You decided to go down the sudo route, which I wouldn't advice, which is also why this isn't mentioned in the docs.

Font installation docs don't cover the WSL case.

Fonts are always a host system setting, it's the application that loads font, in this case Windows Terminal. I probably incorrectly assumed that this is common knowledge. Same goes for containers.

the first two code snippets appear to contain a Powershell command (?)

I purposefully added that first sample as an explanation as the syntax per shell is described below. Might have to swap that.

elliot-100 commented 1 month ago

I appreciate your responses @JanDeDobbeleer and please note I'm readng the docs with very basic Linux knowledge - just enough to be able to set up a development environment for Python within WSL.

So I'm aware I may not be the target audience, and please read everything I say within that context.

Having said that, "CAUTION When using oh-my-posh inside the WSL, make sure to follow the Linux installation guide." gave me a big signpost that (1) the docs were intended for those with a very basic level of knowledge, and (2) covers the WSL case, and that's why I went ahead with the rest.

@elliot-100 this is covered in the following text on the docs:

By default the script will install to /usr/local/bin or the existing Oh My Posh executable's installation folder. If you want to install to a different location you can specify it using the -d flag

This does not cover my actual case of hitting an error with the install command. Which was my experience with a fresh install of Ubuntu 24.04 LTS which is one of the WSL built-in options. So quite likely to be a common issue.

You decided to go down the sudo route, which I wouldn't advice, which is also why this isn't mentioned in the docs.

That is fair, perhaps I should have raised an issue at this point.

Font installation docs don't cover the WSL case.

Fonts are always a host system setting, it's the application that loads font, in this case Windows Terminal. I probably incorrectly assumed that this is common knowledge. Same goes for containers.
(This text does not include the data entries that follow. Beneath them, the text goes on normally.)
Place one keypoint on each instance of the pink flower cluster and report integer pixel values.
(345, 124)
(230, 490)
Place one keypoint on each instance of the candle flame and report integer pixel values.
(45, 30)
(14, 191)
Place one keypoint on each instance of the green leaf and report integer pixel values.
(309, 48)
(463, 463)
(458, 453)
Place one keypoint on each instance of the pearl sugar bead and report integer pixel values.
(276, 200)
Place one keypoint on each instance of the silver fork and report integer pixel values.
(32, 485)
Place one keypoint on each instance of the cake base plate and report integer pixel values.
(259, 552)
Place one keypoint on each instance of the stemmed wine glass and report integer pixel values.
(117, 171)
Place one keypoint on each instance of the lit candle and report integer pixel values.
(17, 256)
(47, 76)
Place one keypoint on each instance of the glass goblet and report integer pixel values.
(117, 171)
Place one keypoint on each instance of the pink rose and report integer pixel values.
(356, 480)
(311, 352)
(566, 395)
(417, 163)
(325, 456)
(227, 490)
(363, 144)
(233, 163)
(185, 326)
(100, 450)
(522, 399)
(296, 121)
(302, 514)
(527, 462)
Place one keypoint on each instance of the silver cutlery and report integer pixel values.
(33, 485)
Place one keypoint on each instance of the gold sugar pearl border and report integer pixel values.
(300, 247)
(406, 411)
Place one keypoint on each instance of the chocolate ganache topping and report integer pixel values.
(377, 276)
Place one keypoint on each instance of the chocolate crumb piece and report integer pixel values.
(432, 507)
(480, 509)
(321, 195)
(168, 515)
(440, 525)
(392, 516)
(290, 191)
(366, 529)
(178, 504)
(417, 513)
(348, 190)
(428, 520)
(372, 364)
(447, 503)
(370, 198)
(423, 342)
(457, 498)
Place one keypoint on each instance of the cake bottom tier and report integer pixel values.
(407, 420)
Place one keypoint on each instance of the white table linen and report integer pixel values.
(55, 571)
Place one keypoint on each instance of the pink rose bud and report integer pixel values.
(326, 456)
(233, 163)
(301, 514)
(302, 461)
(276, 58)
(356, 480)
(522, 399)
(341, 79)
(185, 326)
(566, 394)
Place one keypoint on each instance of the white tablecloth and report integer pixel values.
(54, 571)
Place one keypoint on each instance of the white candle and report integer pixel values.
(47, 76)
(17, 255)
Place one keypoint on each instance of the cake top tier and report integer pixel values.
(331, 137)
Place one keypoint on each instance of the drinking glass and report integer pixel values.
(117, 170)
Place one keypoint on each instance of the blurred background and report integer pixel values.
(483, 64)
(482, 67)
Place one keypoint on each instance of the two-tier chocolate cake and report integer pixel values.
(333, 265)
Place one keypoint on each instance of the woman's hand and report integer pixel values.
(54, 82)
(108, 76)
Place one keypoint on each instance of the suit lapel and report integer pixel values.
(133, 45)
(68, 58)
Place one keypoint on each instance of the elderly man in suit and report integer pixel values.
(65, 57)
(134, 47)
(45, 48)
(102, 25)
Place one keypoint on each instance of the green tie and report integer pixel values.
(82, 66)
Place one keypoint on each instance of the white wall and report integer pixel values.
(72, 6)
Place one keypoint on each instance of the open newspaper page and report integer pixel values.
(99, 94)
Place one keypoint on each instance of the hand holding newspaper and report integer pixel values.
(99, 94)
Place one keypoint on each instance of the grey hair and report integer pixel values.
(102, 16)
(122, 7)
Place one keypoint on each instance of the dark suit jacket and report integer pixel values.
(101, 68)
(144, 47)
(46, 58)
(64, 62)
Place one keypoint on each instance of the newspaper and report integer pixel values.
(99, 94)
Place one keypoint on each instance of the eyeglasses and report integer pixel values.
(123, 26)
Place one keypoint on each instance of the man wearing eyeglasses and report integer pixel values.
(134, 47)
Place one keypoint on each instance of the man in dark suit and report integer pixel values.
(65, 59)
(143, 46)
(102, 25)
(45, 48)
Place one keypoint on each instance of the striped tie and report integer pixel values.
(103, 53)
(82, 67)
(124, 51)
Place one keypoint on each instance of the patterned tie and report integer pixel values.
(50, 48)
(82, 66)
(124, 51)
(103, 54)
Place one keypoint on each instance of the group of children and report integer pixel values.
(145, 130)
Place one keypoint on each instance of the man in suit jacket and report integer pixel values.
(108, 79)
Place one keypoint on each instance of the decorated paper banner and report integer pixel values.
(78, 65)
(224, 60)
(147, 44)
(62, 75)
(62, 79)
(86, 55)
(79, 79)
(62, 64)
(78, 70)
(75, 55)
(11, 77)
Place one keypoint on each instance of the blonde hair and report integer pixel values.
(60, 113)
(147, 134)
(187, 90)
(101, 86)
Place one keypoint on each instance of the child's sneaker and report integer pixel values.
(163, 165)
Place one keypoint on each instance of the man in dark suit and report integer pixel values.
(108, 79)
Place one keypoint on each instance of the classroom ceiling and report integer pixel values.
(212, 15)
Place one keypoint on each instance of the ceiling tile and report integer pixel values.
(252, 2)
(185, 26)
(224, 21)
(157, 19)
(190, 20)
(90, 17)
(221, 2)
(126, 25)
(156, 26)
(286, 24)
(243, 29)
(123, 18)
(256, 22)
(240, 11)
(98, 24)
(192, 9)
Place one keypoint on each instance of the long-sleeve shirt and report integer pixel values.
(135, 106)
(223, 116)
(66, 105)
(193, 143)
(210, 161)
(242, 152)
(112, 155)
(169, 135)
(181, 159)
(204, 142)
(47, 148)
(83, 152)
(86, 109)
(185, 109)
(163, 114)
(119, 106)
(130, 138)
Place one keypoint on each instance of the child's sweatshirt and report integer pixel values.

I agree this is basic knowledge, and in fact even I didn't mess this up, but again "When using oh-my-posh inside the WSL, make sure to follow the Linux installation guide" sets a very low barrier, and I feel that adding a note would help.

the first two code snippets appear to contain a Powershell command (?)

I purposefully added that first sample as an explanation as the syntax per shell is described below. Might have to swap that.

Yes, I worked that out and used an amended version of eval "$(oh-my-posh init bash --config ~/jandedobbeleer.omp.json)" from later on the page. But when reading:

To set a new config/theme you need to change the --config option of the oh-my-posh init line in your profile or .rc script (see prompt) and point it to the location of a predefined theme or custom configuration. There are two possible values the --config flag can handle

One would expect examples of file-based config to follow, as that is lowest-common-denominator behaviour, not a config command, which is a shortcut.

JanDeDobbeleer commented 1 month ago

@elliot-100 I'll see what I can do to make this more clear without adding a lot more warning boxes. There's a balance to be kept here.

elliot-100 commented 1 month ago

One other source of my confusion is that the installation pages for all platforms have a 'Next' section with

(optional) configure a theme or custom prompt configuration

I think 'custom prompt configuration' is supposed to link to https://ohmyposh.dev/docs/installation/prompt instead. Perhaps 'configure a theme' is supoosed to link to https://ohmyposh.dev/docs/installation/customize?

elliot-100 commented 1 month ago

@elliot-100 I'll see what I can do to make this more clear without adding a lot more warning boxes. There's a balance to be kept here.

Thanks @JanDeDobbeleer - comments crossed over on patchy connection. And thanks for the tool, of course!!!